Seven suspicious deaths in custody were reported but the authorities apparently took no action to investigate them or the allegations of torture made by detainees.

  • Jakarkhon 'Ali, a member of the Kurdish minority, was reported to have been tortured by beatings, electric shocks and being forced to stand for up to 20 hours each day while he was held incommunicado by Military Security officials following his arrest on 20 June. He was released without charge on 3 October.  Yusuf Jabouli and Mohammed Amin al-Shawa died in Military Security custody in January, the former after several days' detention and the latter after he had been detained for more than four months. Their families were not permitted to examine the bodies and Military Security officials attended the funerals. Unofficial sources alleged that both men had died as a result of torture. The authorities disclosed no information and were not known to have investigated the deaths.


The authorities failed to clarify the circumstances in which at least 17 prisoners and five other people were, according to reports, killed at Sednaya Military Prison in July 2008. No investigation was known to have been carried out. In July, the authorities allowed some family visits to the prison for the first time since the July 2008 events, but at least 43 families were not permitted to visit or have any contact with imprisoned relatives, increasing concern that they may have been among those killed in July 2008.

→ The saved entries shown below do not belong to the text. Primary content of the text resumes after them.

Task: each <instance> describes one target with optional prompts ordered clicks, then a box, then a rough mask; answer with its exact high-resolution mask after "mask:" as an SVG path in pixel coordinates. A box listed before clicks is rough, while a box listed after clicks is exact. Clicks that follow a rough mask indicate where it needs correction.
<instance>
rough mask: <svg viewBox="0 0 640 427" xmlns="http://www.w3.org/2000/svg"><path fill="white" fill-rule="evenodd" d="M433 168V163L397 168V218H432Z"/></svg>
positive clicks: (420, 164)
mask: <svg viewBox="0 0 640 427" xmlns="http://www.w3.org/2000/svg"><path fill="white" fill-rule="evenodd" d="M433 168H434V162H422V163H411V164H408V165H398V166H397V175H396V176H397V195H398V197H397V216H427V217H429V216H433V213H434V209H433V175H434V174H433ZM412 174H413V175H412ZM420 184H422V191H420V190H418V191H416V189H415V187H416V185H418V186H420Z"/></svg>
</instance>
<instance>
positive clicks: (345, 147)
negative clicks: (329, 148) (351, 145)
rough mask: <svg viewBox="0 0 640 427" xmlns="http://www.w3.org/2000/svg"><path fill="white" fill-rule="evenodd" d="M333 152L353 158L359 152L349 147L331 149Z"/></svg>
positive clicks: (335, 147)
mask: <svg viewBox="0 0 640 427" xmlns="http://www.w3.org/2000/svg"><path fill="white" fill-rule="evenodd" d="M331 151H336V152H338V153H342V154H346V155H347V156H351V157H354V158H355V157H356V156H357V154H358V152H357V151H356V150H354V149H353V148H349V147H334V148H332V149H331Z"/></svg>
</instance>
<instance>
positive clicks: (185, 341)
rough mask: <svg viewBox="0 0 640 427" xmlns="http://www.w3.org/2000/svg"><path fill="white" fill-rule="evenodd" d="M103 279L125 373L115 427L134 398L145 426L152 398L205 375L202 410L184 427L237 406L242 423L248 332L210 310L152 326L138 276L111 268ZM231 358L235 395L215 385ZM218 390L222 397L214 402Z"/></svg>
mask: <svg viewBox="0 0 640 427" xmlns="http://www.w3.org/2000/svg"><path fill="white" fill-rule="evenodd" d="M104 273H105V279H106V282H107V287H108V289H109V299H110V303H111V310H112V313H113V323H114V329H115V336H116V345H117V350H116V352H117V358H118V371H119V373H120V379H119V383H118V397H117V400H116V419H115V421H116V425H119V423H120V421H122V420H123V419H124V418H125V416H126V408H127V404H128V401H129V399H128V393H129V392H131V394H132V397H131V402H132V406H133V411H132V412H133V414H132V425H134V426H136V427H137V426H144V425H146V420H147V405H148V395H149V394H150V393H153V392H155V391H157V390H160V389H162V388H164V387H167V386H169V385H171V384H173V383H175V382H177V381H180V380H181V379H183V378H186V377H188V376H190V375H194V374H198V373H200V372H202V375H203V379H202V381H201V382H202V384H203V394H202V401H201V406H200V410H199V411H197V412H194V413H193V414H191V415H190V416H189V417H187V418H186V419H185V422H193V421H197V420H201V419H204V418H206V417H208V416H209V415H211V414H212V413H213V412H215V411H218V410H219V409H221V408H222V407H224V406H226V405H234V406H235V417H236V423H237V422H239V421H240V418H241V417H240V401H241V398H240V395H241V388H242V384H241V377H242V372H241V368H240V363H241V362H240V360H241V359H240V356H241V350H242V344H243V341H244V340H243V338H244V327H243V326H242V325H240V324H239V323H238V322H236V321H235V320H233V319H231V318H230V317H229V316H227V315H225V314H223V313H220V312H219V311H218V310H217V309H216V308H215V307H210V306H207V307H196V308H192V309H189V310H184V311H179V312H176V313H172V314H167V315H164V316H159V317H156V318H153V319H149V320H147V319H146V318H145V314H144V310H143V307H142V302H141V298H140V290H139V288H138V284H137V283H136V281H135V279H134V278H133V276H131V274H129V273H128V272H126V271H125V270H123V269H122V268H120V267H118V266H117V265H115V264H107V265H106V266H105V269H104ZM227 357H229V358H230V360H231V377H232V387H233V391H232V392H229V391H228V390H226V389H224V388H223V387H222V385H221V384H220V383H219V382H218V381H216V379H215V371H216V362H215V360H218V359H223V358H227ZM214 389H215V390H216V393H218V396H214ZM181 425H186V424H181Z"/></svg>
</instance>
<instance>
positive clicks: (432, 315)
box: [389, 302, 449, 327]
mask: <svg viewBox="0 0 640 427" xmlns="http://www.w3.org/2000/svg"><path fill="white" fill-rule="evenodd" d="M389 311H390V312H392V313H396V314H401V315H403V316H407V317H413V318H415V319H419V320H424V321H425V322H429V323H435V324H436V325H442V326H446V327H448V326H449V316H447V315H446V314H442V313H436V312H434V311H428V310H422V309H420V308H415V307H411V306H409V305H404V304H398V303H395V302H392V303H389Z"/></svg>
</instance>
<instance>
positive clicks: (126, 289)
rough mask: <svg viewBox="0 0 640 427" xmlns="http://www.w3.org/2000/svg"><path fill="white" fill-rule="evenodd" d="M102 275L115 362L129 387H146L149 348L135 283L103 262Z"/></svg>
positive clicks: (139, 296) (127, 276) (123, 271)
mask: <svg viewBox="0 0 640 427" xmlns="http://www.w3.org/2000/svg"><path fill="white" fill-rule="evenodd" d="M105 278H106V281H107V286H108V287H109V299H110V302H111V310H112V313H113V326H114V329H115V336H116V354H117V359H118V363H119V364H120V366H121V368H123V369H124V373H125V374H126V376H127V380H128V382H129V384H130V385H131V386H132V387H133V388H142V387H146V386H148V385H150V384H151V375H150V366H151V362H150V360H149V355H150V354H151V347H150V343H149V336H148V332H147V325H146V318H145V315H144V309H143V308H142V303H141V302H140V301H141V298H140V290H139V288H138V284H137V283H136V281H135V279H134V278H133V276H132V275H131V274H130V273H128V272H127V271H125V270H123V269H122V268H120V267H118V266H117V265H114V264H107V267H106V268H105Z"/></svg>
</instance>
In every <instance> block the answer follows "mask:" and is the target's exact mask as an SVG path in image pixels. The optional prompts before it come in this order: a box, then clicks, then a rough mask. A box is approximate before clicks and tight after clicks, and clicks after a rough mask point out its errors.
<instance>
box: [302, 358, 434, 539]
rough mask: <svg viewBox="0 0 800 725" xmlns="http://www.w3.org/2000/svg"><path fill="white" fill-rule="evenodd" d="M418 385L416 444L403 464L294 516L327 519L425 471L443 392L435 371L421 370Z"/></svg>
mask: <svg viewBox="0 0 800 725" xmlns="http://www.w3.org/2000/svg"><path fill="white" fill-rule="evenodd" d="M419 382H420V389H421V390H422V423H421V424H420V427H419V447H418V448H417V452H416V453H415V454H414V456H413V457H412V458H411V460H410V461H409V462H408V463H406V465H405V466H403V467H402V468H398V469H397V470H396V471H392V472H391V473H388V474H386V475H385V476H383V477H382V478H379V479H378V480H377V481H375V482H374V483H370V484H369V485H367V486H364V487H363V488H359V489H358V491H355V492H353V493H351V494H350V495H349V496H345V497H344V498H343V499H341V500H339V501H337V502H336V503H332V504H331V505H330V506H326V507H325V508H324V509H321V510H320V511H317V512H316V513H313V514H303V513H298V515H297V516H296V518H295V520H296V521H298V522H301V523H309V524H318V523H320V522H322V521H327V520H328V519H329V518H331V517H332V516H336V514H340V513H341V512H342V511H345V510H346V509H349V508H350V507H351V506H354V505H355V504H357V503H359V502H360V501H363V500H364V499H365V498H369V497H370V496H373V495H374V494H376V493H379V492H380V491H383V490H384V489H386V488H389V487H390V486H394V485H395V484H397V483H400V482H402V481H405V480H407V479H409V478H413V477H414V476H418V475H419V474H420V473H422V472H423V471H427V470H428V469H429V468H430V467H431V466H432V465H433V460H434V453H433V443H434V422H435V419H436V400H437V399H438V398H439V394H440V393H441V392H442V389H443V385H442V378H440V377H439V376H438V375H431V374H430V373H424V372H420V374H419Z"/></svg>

  • In February, the Defence Minister closed an investigation into the killings of Sami Ma'touq and Joni Suleiman on 14 October 2008, apparently by Military Security officials, but it was unclear whether any action was taken against the officials alleged to be responsible for the deaths. Two witnesses to the killings, Hussam Mussa Elias and Qaher Deeb, and a lawyer, Khalil Ma'touq, were reported to have been harassed and intimidated when they persisted in demanding accountability.

Women's rights

Women continued to be denied equality with men under the law, notably the Personal Status Law covering rights to marriage and inheritance rights, and the Penal Code, which prescribes lower penalties for murder and other violent crimes committed against women in which defence of family "honour" is considered a mitigating factor. On 1 July, President Bashar al-Assad issued Legislative Decree 37. This replaced Article 548 of the Penal Code, which had exempted perpetrators of "honour crimes" from any penalty, and instituted a penalty of at least two years' imprisonment for men convicted of killing or injuring women relatives on grounds of "honour". However, no amendment was made to other Penal Code articles prescribing reduced sentences for crimes deemed to have been committed in the name of "honour".

At least 13 women and one man were reported to have been victims of "honour killings".